Quel(s) organe(s) de l’appareil phonatoire est-il responsable de l’entrée dans le forçage vocal ?
Si les symptômes liés à un effort vocal se situent surtout au niveau du larynx, l’acte phonatoire nécessite l’action coordonnée des muscles respiratoires, articulatoires et phonatoires. L’entrée dans le FV peut être liée à une altération laryngée, mais aussi au dysfonctionnement d’un autre organe impliqué dans la phonation. La compensation de ce déséquilibre va cependant être le plus souvent assurée par le larynx, qui va devoir fonctionner de manière hypertonique.
Les « agressions » du larynx
Les CV dans le larynx doivent, au cours de la phonation, s’accoler pour élever la PSG, puis adapter leur niveau de tension ou de relâchement pour vibrer de manière adéquate au projet vocal. Un certain nombre de facteurs peuvent affecter les caractéristiques laryngées et rendre plus difficile l’accolement des CV, entraînant une baisse du rendement vocal et l’entrée dans le FV :
- Infections ORL
- Allergies
- Tabagisme, exposition aux polluants, à la poussière
- Déshydratation
- Climatisation...
Ainsi, dans certains cas, le respect des conseils concernant l’hygiène vocale peut limiter la survenue du FV.

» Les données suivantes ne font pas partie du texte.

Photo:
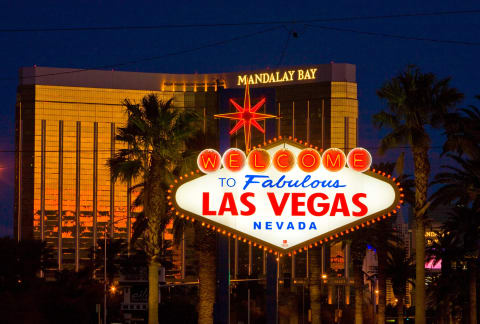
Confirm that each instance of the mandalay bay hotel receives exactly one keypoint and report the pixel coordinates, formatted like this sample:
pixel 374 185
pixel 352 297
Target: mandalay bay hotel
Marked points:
pixel 66 122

Le défaut de contrôle de la PSG
La PSG est contrôlée par les forces expiratoires, résultantes d’actions musculaires et de forces élastiques. Le larynx peut compenser un déficit de pression sous-glottique en prenant en charge le rôle de régulateur du débit d’air en plus de celui de vibrateur, amenant crispations et fatigue à moyen terme.
En cas d’excès de PSG au contraire, le larynx va se contracter pour résister, entrainant une fatigue et d’éventuelles fuites d’air.
L’altération de la résonance
Le manque de timbre ou de résonance de la voix peut conduire à augmenter la pression sous glottique pour « se faire entendre », avec pour conséquence l’hypertonie laryngée.
Les perturbations du geste vocal dans son ensemble
L’utilisation inadaptée de l’un ou de l’ensemble des systèmes musculaires, posturaux, respiratoires, glottiques et articulatoires peut conduire à une baisse du rendement vocal et favoriser l’entrée dans le FV.
La ventilation thoracique supérieure, dans certaines modalités d’utilisation vocale peut conduire et entretenir le FV. En effet, le faible volume d’air mobilisé, la coordination moins facile entre le diaphragme et les muscles abdominaux pour le contrôle de l’expiration, obligent le larynx à assumer le rôle de régulateur du débit d’air. Ce surcroît d’activité laryngée s’accompagne d’une augmentation du niveau de contraction des muscles intrinsèques adducteurs, pouvant conduire à un rendement vocal insuffisant.
La position assise pour faire cours (lorsque le bureau de l’enseignant n’est pas surélevé par rapport au reste de la salle) est une posture favorisant le FV. Pour qu’il puisse regarder les élèves et projeter sa voix, l’enseignant doit relever sa tête en mettant son cou en hyper extension : cette position déplace le centre de gravité du crâne vers l’arrière, sollicitant les muscles antérieurs du cou pour le maintien de l’équilibre. Le menton est relevé vers l’avant, les muscles sous-hyoïdiens tendus, plaquant le tube laryngé contre la colonne vertébrale en hyperlordose. Les mouvements du larynx dans le cou vont demander beaucoup plus de force pour être réalisés...
L’entrée dans le « cercle vicieux du forçage vocal » est insidieuse, multifactorielle et le plus souvent difficile à préciser. C’est la compréhension des modalités de la gestion de l’effort vocal par la personne en difficulté qui va permettre de trouver le moyen de sortir de comportement.